米国郵政公社は56億ドルの支払いを履行しませんでした。ニューヨーク(CNNMoney)
郵政大臣が警告したように、米国郵政公社は、月曜日に予定されていた退職者用健康保険補助に対する56億ドルの支払いを履行してません。
米国郵政公社(USPS)のスポークスマン、パトリシア・リカータさんがCNNMoneyに電子メールで伝えたところによると、郵政公社は2013年9月30日に56億ドルの退職者用健康保険の支払いをしていません。このデフォルトは連邦政府の閉鎖とは関係なく、この支払いをしないと数か月前に言ってるとのことで、これで3回目とのことです。

郵便局は債務不履行(デフォルト)した。
では米国政府は?

今月、政府債務上限の引き上げを議会が許可するかしないか。注目が集まっていますよね。

米デフォルトなら「影響は壊滅的」 米財務省が報告書
朝日新聞2013年10月4日(金)01:18
 【ワシントン=五十嵐大介】「米国がデフォルト(債務不履行)した前例はなく、影響は壊滅的だ」。
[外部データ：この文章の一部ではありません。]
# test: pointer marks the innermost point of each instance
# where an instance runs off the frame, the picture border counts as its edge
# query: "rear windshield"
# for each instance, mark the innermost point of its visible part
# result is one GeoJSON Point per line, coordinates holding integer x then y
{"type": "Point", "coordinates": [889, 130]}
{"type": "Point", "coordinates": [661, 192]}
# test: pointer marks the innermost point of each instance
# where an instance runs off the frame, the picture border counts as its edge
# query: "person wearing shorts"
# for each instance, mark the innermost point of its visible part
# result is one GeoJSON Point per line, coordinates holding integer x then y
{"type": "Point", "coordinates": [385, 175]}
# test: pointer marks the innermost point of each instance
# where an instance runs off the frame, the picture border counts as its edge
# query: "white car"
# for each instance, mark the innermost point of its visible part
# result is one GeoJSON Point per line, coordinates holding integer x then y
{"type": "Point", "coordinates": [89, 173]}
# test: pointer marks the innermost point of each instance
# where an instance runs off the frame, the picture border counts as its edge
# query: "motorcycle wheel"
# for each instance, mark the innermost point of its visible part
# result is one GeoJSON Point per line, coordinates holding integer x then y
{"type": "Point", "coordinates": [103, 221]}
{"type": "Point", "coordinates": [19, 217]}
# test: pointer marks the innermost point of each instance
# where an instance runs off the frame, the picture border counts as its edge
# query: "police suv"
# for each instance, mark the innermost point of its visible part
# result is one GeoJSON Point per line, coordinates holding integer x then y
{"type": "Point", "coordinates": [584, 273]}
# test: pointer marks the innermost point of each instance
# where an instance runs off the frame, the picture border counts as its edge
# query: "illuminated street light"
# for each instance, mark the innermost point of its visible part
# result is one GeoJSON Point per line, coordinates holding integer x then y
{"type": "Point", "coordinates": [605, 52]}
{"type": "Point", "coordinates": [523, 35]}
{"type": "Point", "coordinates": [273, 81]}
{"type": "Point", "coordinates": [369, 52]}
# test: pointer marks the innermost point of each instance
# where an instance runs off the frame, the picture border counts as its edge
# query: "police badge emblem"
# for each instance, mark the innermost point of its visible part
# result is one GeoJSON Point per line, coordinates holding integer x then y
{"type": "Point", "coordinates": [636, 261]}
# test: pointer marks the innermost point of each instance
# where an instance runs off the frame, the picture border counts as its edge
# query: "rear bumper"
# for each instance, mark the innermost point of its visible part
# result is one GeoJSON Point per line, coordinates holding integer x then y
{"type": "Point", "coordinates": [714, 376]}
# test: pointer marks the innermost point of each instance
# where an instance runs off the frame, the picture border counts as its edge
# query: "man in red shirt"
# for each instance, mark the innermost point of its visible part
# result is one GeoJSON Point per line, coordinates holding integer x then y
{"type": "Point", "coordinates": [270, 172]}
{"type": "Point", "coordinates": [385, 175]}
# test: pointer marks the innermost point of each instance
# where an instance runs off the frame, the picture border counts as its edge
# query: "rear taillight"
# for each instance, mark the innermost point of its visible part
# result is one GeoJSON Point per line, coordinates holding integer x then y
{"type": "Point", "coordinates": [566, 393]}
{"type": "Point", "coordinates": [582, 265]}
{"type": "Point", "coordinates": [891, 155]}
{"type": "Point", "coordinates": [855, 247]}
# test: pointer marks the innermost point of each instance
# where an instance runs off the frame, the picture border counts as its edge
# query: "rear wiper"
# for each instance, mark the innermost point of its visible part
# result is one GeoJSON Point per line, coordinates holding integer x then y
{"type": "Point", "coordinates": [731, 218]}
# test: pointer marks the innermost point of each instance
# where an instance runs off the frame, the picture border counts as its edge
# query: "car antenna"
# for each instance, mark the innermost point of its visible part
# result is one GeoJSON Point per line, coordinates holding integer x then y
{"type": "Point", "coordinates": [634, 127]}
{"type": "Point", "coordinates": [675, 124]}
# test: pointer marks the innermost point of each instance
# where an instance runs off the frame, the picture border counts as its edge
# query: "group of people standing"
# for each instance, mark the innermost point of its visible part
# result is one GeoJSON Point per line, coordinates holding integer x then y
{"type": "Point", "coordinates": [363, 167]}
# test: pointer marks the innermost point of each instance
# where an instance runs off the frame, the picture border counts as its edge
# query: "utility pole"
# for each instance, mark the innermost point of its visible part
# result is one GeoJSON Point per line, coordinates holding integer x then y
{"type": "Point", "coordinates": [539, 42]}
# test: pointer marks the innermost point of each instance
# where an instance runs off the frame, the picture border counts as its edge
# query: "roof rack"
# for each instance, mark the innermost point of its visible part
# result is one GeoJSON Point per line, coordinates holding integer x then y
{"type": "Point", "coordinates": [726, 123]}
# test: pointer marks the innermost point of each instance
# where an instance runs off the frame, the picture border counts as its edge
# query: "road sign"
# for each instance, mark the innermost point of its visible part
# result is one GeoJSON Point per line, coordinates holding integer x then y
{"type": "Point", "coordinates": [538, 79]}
政府債務(借金)の上限引き上げ期限が今月中旬に迫るなか、米財務省は3日、与野党の協議が失敗した場合の影響をまとめた報告書を公表した。
 報告書は、米国がデフォルトした場合「金融市場が凍結し、ドルが急落して金利が急騰し、世界中に悪影響が波及する」とした上で「2008年の金融危機(リーマン・ショック)以上の不況に陥るおそれがある」と警告した。

こちらはフィナンシャル・タイムズから。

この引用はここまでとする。